La Casa lugubre
La Casa lugubre Hierro y acero
La galería de tiro del señor George está puesta en alquiler. Todo lo que contenía ha sido vendido, y el militar vive en Chesney Wold, donde acompaña a sir Leicester en sus paseos a caballo, y vigila con cuidado al barón, pues la mano que le guía es ahora muy poco firme y segura. Hoy, sin embargo, George no acompaña a sir Leicester Dedlock. Está de viaje, y se encamina hacia la comarca del hierro, en el norte, para echar un vistazo.
A medida que se acerca a la comarca del hierro, en su camino desaparecen los bosques, y la hulla, las cenizas, los hornos y los ladrillos rojos, la vegetación enfermiza, los fuegos devoradores y una espesa nube de humo, que no logran atravesar los rayos del sol, caracterizan el paisaje.
El sargento pasa por en medio de todo esto y prosigue su ruta, mirando a su alrededor, como si quisiera descubrir el punto hacia el cual se dirige.

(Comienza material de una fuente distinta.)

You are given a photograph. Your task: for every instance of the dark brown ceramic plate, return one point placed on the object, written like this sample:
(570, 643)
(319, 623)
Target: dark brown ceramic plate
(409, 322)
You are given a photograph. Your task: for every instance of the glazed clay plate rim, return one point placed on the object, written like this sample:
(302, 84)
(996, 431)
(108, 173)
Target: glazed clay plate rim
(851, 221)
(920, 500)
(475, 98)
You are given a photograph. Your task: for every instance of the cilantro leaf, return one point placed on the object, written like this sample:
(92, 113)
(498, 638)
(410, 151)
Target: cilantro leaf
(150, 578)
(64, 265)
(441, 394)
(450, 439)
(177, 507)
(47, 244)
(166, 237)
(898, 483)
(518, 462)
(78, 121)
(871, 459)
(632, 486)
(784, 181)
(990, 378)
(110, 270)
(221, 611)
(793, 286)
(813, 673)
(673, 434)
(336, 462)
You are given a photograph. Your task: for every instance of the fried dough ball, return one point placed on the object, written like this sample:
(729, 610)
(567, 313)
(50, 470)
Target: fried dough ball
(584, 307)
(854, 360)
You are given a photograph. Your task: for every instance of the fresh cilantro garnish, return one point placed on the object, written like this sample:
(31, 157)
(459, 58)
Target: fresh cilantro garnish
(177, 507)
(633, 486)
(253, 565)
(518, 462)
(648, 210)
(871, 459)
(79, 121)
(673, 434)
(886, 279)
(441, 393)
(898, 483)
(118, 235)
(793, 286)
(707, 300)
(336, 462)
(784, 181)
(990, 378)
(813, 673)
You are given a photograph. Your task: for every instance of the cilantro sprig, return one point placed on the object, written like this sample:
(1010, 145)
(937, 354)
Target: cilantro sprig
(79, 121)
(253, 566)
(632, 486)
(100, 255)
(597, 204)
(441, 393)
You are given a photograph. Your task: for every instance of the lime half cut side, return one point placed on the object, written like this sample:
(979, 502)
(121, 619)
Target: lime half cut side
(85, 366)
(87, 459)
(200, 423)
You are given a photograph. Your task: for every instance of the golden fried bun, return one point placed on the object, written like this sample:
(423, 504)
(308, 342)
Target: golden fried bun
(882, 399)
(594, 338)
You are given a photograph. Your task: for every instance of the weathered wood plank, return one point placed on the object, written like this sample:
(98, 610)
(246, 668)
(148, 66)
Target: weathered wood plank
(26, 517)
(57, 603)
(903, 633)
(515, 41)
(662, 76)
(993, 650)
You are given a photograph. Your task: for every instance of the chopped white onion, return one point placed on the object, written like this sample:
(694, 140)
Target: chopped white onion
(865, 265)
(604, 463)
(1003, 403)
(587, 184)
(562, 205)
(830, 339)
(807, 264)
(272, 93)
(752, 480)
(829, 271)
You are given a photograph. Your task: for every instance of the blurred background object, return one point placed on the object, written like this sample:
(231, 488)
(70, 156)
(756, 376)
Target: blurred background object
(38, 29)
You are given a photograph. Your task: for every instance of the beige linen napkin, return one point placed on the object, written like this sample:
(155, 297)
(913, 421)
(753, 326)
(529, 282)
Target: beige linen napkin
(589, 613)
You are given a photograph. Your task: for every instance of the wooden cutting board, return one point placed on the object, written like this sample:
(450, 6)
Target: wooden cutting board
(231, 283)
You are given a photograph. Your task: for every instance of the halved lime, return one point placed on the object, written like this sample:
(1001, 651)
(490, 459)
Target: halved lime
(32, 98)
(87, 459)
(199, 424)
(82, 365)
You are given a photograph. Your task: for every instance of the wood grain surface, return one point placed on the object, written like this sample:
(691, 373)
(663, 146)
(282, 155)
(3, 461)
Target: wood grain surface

Llegado a la ennegrecida orilla de un canal, que atraviesa una ciudad en plena actividad, donde el sonoro batir del hierro se hace ensordecedor, más negro el humo y más ardientes las llamas que en cuantos pueblos había atravesado nuestro viajero, este detiene su montura y le pregunta a un obrero si conoce por casualidad a un tal Rouncewell.